Se dalle analisi del laboratorio il prodotto risulta di qualità, Kalat Ambiente Srr lo regala ai florovivaisti e agli agricoltori locali che lo reimpiegano per le loro coltivazioni come fertilizzante naturale. Dalla frutta alla verdura e dagli ortaggi ai cereali. «Molti di loro – commenta l’ingegnere – si sono proprio affezionati perché, utilizzando il nostro ammendante, hanno arricchito i terreni di sostanze organiche e hanno avuto ottimi risultati sia per le colture a pieno campo che per le produzioni specifiche. Per questo – aggiunge soddisfatto – tornano sempre a ritirarlo nel nostro impianto». Ed è questo il passaggio che permette di chiudere il cerchio dell’economia circolare. «Del resto – aggiunge Ilardi – non abbiamo fatto altro che mettere in pratica a livello industriale quello che i nostri antenati facevano quando ancora non esisteva la raccolta dell’umido». Tempi in cui gli scarti alimentari venivano lasciati in una apposita buca scavata nel terreno come compostaggio domestico.

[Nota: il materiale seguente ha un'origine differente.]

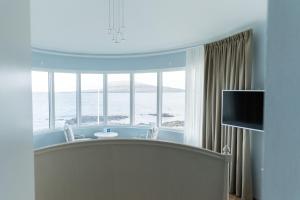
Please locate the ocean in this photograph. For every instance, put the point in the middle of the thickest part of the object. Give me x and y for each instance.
(118, 109)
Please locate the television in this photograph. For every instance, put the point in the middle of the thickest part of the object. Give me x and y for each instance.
(243, 109)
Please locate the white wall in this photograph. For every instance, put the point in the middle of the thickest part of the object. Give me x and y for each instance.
(282, 118)
(16, 155)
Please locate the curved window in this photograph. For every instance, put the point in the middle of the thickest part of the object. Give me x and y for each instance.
(136, 98)
(65, 98)
(40, 100)
(145, 102)
(118, 102)
(173, 99)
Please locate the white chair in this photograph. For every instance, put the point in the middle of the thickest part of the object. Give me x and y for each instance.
(152, 133)
(70, 136)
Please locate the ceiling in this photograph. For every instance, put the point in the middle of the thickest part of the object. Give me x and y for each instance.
(80, 26)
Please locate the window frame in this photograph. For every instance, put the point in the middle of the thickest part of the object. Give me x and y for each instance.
(159, 74)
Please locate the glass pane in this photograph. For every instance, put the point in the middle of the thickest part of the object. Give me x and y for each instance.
(65, 98)
(91, 99)
(145, 98)
(173, 102)
(118, 103)
(40, 101)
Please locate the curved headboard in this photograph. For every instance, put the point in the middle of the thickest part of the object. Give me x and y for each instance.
(129, 170)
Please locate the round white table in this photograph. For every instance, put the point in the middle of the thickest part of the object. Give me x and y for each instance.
(106, 135)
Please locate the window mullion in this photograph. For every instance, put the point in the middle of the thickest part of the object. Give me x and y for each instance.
(78, 99)
(159, 99)
(132, 99)
(105, 99)
(51, 96)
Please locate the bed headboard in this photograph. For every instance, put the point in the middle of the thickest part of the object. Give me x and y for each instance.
(129, 170)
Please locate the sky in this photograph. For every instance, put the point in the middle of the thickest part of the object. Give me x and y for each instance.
(66, 82)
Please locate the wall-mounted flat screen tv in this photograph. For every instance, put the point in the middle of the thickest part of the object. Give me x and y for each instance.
(243, 109)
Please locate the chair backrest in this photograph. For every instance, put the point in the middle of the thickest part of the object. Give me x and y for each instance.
(69, 134)
(129, 170)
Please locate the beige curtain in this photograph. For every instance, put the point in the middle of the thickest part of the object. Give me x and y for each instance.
(228, 66)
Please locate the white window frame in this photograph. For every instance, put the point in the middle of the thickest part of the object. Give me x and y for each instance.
(51, 96)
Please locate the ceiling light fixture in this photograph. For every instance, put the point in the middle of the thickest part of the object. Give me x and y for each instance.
(116, 21)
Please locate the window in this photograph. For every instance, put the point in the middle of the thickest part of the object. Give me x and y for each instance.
(145, 98)
(65, 98)
(113, 99)
(40, 100)
(91, 99)
(118, 98)
(173, 99)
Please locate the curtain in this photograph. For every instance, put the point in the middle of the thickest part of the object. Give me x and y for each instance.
(228, 66)
(194, 96)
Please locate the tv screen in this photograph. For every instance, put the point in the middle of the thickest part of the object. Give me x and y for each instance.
(243, 109)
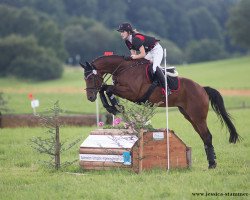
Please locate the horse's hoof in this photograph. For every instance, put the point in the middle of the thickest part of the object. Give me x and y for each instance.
(212, 165)
(120, 108)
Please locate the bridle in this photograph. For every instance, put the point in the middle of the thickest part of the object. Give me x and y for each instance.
(99, 79)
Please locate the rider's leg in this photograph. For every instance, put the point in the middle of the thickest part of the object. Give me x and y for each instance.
(157, 54)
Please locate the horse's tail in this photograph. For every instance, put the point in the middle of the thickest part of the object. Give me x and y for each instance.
(218, 106)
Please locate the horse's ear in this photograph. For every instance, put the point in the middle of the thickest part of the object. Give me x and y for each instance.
(89, 65)
(82, 65)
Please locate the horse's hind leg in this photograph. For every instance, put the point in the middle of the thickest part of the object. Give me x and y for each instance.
(201, 128)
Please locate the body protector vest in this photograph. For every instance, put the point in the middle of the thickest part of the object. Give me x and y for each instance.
(139, 40)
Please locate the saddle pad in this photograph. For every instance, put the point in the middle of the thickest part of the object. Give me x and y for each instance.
(173, 82)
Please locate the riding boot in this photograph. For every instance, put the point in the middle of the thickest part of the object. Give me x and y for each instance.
(160, 77)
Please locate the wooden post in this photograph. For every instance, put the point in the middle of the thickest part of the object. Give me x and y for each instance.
(140, 150)
(57, 149)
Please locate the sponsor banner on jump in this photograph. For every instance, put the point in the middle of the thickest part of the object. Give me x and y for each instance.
(102, 158)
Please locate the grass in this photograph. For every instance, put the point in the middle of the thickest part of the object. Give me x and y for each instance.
(22, 176)
(226, 74)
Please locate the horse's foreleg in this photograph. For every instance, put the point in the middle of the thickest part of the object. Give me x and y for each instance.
(123, 92)
(201, 128)
(110, 109)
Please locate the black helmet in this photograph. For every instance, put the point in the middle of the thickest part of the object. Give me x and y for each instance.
(125, 27)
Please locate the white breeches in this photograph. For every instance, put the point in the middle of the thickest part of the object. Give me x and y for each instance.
(155, 56)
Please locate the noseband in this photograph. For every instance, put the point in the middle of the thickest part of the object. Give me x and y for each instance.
(97, 79)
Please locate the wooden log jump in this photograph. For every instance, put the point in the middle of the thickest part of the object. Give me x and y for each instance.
(105, 149)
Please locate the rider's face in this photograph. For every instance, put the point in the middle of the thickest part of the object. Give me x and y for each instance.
(124, 35)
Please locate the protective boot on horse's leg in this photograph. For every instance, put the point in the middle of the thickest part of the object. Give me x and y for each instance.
(209, 149)
(160, 77)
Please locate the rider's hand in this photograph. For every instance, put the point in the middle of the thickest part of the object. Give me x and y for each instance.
(133, 56)
(127, 58)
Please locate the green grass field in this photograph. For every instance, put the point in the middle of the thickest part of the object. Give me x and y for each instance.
(22, 177)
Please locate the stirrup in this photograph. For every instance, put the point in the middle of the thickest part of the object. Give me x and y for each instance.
(163, 91)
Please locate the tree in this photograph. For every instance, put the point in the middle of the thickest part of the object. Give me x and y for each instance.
(238, 24)
(52, 145)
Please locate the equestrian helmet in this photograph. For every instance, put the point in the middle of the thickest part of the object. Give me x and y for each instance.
(125, 27)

Una pratica antica ma sempre valida che Kalat Ambiente Srr sta cercando di far rivivere in alcune zone periferiche dei diversi territori del Calatino. «A tutte le utenze che abitano nelle zone più esterne della cintura urbanizzata – sottolinea l’ingegnere – abbiamo dato una compostiera domestica in modo tale che possano prodursi da soli l’ammendante da usare nel proprio giardino o nel proprio orto». Con un doppio vantaggio: produzione in proprio del compost senza sprechi e abbattimento dei costi di raccolta differenziata.

La tecnologia al servizio dell’ambiente

Kalat Ambiente Srr è proprietaria anche di un impianto per la selezione e il trattamento del rifiuto secco che si trova nella zona industriale di Grammichele. Carta, cartone, plastica, metallo e vetro dovrebbero essere trattati qui. E così è stato fino al 2021. Quando l’impianto è stato distrutto dalle fiamme di un incendio su cui sono ancora in corso le indagini per stabilire se sia stato di natura dolosa. «Al momento, purtroppo è inattivo – dichiara il responsabile dell’area tecnica – ma, di recente, abbiamo ricevuto un finanziamento da parte della Regione e, a breve, pubblicheremo un bando per la gara d’appalto». Un nuovo inizio che non sarà solo una ricostruzione per ripartire da dove si era lasciato ma anche un ammodernamento per fare in modo che l’impianto rispetti i parametri richiesti dai consorzi di filiera. «Sarà dotato di selettori ottici per lo smistamento delle frazioni di imballaggi in plastica, sia rotolanti che piatti, e di macchine per gli imballaggi metallici. Insomma – conclude l’ingegnere Ilardi – utilizzando tutte le tecnologie più moderne, si passerà da una selezione manuale a una selezione automatizzata dei rifiuti».